Chattersense CIC seeks to enable ASN children to have the opportunity to access sensory play and group activities. In doing this Chattersense aims to help the families of children who have Additional Support Needs (ASN) to receive direct ‘hands on’ treatment and therapeutic play opportunities for children to develop their social, physical, and emotional skills while empowering families to support themselves and each other.
With no previous experience running a business or working independently, having worked in the NHS for over 25 years, Sharon sought advice from Just Enterprise. Business advisor Brian McMillan helped to consolidate their thought process and establish a clear initial concept from which to develop into a business. Brian helped Sharon to map out her first steps and gain clarity between the charitable and business aspects of the social enterprise.
At the beginning I was unable to discern the differences between who my clients were and who my beneficiaries would be – understanding this basic difference was the crux of me being able to transfer the idea into a working business venture.
We caught up with Sharon to hear more about her social enterprise start-up.
What was your inspiration for setting up your social enterprise?
There are very few services for children and families who have disabilities that have conditions that are not easily “treatable” ie where the intervention available would only be considered short term solutions or where the conditions are minimising functional ability across the board.
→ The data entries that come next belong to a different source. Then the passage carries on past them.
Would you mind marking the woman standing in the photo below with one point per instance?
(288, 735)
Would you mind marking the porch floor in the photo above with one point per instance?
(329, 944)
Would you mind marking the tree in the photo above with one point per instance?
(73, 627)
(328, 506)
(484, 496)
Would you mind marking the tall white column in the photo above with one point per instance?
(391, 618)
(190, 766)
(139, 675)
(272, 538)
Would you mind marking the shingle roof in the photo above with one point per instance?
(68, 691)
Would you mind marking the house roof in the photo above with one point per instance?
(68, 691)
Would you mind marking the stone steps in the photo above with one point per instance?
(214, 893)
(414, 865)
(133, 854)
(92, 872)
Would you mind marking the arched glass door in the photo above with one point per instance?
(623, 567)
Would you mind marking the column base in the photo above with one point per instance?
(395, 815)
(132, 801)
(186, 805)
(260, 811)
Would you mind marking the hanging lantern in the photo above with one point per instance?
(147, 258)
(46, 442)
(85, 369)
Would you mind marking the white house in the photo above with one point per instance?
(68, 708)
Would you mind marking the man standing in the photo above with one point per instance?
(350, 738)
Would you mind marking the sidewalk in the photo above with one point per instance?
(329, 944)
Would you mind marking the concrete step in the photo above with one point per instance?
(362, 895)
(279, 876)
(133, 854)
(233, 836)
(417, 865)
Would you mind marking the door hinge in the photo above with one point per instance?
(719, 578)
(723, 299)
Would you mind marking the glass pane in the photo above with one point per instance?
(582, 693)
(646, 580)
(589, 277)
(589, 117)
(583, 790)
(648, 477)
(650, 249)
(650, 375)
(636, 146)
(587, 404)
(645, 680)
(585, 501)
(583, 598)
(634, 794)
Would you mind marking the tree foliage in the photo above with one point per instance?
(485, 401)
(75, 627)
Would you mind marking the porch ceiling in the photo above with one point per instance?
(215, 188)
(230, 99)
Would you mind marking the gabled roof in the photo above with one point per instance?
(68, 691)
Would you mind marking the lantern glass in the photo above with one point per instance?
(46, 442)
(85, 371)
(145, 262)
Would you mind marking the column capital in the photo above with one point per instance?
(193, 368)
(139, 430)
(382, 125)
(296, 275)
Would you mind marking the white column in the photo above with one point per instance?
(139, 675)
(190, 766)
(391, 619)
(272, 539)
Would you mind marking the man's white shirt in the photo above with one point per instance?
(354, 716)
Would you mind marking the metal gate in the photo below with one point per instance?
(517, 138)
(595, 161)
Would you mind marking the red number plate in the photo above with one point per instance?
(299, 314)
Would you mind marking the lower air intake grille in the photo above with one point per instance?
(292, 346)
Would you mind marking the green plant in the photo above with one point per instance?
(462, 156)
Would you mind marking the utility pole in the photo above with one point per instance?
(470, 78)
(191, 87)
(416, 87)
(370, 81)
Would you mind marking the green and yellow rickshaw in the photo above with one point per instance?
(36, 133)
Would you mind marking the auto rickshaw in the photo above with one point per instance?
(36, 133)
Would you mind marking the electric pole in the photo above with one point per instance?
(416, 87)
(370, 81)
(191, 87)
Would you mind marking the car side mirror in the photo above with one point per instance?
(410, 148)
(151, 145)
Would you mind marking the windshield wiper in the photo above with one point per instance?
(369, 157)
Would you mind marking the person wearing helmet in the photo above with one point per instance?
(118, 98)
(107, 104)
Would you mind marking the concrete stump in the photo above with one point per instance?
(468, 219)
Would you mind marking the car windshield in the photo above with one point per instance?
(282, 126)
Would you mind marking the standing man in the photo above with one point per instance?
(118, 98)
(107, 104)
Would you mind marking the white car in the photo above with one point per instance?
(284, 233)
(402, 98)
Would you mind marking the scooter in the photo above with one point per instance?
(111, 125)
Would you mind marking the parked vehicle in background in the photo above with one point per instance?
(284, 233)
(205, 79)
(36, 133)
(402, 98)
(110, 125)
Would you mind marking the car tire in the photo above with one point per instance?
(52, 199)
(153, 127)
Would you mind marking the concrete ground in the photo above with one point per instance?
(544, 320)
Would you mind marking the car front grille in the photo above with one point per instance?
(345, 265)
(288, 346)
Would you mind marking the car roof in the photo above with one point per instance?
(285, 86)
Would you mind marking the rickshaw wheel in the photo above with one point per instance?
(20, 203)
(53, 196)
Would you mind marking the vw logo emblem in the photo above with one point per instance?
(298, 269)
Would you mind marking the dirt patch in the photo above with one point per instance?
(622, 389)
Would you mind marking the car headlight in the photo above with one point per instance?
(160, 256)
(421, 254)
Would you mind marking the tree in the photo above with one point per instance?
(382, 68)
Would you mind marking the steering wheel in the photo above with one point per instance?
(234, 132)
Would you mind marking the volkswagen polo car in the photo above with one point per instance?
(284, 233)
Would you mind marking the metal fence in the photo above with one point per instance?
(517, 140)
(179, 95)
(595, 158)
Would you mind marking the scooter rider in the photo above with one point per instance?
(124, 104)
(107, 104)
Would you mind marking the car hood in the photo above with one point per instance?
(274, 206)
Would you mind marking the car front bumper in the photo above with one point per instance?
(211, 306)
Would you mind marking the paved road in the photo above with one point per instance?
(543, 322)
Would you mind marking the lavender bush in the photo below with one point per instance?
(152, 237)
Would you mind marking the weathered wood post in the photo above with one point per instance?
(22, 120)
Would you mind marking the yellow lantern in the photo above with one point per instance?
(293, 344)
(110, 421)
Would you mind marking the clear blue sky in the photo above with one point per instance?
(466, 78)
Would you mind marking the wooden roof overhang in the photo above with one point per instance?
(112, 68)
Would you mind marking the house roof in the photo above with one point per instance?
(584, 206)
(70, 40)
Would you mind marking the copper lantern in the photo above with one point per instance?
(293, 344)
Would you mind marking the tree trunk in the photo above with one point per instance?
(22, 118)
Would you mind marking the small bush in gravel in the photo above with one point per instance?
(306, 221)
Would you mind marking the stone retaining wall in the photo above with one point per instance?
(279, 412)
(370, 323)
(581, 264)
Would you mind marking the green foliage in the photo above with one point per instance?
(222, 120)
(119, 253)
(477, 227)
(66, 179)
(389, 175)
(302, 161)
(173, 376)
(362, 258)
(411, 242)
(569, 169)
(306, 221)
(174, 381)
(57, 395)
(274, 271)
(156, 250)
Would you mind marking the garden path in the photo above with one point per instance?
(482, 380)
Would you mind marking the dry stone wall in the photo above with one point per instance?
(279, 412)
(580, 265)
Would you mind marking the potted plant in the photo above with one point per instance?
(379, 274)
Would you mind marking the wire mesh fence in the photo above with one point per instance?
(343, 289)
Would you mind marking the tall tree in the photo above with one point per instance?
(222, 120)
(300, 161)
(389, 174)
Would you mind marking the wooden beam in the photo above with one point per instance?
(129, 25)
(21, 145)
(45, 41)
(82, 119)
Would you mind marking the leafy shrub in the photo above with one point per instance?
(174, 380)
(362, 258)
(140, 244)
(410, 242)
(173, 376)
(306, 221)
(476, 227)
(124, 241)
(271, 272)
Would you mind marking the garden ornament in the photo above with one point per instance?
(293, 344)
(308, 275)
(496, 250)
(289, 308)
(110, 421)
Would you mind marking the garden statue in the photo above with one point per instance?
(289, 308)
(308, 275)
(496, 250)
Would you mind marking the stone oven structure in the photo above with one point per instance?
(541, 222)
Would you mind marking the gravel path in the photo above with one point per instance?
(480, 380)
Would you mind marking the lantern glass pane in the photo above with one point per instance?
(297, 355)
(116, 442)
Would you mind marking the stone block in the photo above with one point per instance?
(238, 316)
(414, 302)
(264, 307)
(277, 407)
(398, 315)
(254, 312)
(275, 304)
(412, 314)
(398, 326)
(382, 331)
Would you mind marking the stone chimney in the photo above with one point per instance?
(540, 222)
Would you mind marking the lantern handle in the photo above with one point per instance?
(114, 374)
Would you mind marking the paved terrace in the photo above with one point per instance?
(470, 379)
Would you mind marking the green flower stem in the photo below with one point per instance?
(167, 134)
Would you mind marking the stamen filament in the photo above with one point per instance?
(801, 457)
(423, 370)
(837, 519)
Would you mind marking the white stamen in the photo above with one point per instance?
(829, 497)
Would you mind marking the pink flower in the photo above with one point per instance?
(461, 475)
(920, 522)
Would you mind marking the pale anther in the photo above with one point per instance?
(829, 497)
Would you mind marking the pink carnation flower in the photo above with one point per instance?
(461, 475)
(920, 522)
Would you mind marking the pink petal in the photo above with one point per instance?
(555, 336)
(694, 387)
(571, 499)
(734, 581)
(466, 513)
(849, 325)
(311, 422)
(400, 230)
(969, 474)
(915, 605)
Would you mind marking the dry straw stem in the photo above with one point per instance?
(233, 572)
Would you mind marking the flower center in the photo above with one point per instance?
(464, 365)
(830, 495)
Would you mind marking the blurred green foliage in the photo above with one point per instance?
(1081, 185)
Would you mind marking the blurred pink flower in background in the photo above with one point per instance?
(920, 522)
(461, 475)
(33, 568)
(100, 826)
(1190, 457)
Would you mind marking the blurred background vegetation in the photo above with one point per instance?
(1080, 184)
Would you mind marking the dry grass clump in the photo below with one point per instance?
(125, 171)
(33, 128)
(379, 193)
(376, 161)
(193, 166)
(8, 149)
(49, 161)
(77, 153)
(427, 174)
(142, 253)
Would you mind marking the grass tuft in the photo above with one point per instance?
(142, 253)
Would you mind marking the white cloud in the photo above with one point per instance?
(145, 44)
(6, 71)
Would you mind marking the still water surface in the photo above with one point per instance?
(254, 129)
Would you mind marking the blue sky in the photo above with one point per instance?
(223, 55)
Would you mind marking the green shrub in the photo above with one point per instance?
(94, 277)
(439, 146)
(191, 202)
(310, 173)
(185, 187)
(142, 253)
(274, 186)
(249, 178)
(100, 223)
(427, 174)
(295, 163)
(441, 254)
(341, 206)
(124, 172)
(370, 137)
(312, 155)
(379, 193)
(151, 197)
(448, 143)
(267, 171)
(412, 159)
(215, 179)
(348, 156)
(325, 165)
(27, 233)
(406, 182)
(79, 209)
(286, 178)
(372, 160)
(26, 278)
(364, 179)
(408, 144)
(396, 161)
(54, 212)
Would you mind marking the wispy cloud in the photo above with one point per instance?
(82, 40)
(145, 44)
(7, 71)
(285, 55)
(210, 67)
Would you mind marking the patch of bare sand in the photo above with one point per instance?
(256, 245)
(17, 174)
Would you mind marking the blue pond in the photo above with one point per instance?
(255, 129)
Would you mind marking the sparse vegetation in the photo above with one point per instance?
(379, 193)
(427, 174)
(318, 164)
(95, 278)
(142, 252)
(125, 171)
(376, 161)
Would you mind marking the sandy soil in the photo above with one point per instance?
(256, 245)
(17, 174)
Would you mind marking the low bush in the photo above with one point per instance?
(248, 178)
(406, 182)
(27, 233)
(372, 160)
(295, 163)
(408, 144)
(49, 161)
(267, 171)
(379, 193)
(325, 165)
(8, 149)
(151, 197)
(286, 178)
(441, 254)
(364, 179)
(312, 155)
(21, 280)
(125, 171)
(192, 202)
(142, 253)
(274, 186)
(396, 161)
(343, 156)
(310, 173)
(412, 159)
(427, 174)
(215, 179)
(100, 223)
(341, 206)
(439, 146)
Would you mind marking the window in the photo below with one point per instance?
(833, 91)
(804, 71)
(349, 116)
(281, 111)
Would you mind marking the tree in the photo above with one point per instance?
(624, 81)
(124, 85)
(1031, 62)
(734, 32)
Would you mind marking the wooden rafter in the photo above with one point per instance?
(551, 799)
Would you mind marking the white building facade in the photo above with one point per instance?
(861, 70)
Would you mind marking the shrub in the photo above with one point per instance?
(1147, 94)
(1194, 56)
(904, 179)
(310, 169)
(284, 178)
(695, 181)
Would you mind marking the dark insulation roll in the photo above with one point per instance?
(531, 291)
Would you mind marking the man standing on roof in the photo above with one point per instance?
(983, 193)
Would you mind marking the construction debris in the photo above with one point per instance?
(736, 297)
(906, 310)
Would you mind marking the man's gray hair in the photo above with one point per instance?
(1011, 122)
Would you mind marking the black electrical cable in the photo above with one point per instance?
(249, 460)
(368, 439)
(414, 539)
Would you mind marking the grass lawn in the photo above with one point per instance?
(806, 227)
We do not depend on a diagnosis for treatment and we offer hands on treatment that is currently unavailable elsewhere.
Do you have any tips for social entrepreneurs starting up?
I think going in with an “open mind” and being prepared for thoughts and ideas to be challenged and accept this as a constructive learning experience.
If possible have some insight into the “Social Enterprise” mindset ie try not to be idealistic but consider the sustainability of your projects and have a clear understanding of the difference between “charitable” and “charity”.
Accept that all feedback is there to help you succeed and that the support and advisers are there to help – no question is stupid and the more help you ask for the more help you get!
What are your plans for the future of Chattersense CIC?
I am hoping to continue to develop my CIC to include a mobile sensory bus (which was my initial thinking) – I want to have lots of contracts with social services and other charitable organisations and training programs that we can licence and sell onto others.
The support and funding from Firstport has enabled me to start to generate income that will then be fed back into the company to help us continue to develop and expand. We want families and professionals to recognise our “brand” and know that we can support children with Additional Support Needs and their families. They will recognise a quality service that is there to help children achieve their maximum potential and make “sense” of their world.